The Multimedia Guru, Michael Niedermayer, is widely known to possess an encyclopedic — and sometimes downright frightening — knowledge of multimedia technology, theory, and related mathematics. Check out this old mailing list thread, wherein we were trying to sort of the finer details of a reverse engineered, game-related video codec (Electronic Arts TQI, if you must know). Allow me to summarize:
- Reverse engineer: These floats show up in the original binary decoder and it’s anyone’s guess as to what they really mean: 1.306563, 0.541196, 0.382439.

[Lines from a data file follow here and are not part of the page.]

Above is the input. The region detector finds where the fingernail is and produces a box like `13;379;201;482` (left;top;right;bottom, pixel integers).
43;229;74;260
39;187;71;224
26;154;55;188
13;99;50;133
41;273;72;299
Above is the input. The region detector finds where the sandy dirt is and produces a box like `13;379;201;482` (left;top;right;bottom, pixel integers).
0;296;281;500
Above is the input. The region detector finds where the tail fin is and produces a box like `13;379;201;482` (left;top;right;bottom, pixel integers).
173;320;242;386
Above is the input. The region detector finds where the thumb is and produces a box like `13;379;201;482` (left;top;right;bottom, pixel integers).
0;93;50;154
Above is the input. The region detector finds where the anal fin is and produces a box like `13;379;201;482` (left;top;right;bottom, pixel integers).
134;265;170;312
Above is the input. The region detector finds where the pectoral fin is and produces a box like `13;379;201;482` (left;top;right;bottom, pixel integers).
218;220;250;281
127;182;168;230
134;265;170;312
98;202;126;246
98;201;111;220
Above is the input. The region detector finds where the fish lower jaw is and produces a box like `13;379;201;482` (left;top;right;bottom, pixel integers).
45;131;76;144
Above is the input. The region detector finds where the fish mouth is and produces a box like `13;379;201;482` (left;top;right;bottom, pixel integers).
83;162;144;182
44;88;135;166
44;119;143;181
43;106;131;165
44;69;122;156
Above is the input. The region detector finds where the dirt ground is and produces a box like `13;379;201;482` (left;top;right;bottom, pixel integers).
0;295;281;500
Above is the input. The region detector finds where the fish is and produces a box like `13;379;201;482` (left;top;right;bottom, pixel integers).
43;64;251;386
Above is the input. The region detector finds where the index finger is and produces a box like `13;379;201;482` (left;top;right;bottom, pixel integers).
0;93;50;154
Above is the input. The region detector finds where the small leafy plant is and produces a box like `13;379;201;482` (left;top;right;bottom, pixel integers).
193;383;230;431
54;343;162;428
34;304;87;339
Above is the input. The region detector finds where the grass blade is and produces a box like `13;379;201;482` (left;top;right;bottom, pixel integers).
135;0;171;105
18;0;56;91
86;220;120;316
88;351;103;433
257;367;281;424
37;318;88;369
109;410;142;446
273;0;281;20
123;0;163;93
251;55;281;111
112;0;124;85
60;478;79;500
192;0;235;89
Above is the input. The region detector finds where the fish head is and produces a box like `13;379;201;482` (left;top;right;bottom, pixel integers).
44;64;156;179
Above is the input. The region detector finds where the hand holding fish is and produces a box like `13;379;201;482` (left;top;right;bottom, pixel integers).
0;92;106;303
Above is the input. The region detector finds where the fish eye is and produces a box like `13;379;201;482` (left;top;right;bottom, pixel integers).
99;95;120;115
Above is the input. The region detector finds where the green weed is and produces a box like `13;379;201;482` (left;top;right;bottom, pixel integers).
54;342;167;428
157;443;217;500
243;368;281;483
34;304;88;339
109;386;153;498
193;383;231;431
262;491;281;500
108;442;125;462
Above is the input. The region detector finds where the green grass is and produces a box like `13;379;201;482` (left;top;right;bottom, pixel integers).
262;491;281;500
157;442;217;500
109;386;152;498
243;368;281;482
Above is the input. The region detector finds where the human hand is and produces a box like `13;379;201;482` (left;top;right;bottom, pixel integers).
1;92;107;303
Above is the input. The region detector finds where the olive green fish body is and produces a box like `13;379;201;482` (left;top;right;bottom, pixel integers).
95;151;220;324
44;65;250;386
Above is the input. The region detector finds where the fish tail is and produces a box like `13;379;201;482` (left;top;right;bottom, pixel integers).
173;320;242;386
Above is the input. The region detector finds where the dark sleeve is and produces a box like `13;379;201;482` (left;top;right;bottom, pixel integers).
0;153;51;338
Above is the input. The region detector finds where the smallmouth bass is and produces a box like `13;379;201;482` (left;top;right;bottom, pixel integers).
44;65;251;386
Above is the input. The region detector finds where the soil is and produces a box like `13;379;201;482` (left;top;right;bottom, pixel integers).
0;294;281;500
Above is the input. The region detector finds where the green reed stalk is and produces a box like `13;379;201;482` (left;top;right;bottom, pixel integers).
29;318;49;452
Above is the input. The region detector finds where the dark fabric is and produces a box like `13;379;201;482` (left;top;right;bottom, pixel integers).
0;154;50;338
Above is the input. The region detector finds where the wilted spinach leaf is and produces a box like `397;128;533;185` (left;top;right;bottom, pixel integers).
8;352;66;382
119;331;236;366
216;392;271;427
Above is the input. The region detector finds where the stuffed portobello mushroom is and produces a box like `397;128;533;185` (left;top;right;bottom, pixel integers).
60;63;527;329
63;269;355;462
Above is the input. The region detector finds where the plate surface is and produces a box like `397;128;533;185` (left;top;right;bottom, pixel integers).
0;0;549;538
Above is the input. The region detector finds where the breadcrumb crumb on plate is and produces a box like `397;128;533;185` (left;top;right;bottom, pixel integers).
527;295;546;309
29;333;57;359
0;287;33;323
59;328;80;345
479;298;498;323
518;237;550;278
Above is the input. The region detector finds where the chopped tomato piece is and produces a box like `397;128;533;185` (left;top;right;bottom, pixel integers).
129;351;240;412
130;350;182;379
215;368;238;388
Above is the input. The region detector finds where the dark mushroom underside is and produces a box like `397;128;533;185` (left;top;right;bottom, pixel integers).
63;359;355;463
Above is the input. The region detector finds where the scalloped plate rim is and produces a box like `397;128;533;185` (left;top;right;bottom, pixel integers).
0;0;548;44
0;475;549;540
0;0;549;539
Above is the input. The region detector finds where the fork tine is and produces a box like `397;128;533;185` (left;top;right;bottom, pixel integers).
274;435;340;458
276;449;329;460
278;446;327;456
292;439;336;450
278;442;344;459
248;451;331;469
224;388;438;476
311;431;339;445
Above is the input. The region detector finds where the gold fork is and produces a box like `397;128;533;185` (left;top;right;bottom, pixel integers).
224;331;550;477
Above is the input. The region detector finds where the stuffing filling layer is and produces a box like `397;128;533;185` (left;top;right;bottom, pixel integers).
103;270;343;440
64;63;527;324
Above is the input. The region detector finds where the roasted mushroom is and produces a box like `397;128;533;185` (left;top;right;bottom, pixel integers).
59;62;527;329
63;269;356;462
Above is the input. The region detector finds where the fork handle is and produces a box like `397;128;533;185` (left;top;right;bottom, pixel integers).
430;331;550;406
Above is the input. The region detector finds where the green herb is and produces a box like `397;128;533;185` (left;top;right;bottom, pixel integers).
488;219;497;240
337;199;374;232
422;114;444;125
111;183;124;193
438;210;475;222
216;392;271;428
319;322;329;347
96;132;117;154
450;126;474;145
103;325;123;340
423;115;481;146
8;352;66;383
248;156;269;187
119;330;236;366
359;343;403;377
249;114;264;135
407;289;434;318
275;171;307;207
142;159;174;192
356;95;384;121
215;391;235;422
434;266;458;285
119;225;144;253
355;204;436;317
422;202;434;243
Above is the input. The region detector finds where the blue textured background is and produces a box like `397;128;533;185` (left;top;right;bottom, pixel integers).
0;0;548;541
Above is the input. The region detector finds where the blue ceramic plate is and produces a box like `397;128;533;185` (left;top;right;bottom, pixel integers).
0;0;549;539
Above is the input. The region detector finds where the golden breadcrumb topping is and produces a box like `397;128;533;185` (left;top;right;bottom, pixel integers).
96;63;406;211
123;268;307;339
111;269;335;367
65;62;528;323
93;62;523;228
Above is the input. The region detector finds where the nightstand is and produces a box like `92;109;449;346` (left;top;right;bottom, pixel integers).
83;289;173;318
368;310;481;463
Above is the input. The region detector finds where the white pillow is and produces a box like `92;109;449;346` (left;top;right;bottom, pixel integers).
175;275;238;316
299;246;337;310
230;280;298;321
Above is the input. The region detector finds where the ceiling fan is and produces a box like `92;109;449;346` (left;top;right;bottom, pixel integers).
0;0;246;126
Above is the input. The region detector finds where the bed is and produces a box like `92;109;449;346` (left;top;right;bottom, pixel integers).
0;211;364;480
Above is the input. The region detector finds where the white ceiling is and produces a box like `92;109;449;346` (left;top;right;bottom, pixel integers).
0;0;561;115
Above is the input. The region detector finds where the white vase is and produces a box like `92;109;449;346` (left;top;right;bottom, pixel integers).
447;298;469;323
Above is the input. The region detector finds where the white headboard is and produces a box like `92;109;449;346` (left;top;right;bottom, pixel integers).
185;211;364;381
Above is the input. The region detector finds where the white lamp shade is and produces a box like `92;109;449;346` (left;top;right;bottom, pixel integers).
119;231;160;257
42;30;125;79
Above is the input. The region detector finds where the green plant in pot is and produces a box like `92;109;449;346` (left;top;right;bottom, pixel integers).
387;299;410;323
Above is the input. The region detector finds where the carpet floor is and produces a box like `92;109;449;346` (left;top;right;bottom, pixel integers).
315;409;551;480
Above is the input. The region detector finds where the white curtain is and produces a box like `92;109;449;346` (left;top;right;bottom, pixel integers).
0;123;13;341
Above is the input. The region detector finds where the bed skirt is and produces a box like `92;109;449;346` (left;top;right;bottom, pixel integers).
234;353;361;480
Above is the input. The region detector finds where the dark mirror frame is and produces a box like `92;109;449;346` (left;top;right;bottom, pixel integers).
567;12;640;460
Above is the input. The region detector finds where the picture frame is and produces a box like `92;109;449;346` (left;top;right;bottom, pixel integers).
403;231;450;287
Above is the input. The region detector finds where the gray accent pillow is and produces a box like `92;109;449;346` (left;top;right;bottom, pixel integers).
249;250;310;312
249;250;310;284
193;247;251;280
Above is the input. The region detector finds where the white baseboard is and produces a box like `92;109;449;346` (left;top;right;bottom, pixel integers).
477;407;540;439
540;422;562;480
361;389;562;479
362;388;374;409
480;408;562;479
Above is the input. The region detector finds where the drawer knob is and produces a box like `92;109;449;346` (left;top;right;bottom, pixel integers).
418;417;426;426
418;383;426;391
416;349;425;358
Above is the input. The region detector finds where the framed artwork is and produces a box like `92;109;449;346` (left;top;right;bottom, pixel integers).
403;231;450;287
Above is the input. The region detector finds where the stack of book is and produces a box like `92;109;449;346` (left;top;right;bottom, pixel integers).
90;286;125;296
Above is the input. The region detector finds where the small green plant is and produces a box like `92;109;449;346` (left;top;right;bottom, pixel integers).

- Michael Niedermayer: 1.3065630 = cos(pi*2/16)sqrt(2), 0.5411961 = cos(pi*6/16)sqrt(2), and “0.3824393, ROTFL, this is wrong, its certainly supposed to be: 0.3826834 (0x3EC3EF15) = cos(pi*6/16); compare: 0x3ec3cf15” (and he was right)
- Everyone else, in unison: WTF?! You knew those numbers off the top of your head?
So that pretty much left us in slack-jawed amazement. At least, until Michael revealed his secret: ‘grep -r 5411961 MPlayer’.
No wonder, if you perform as much (I)DCTs you’ll recognize those numbers too.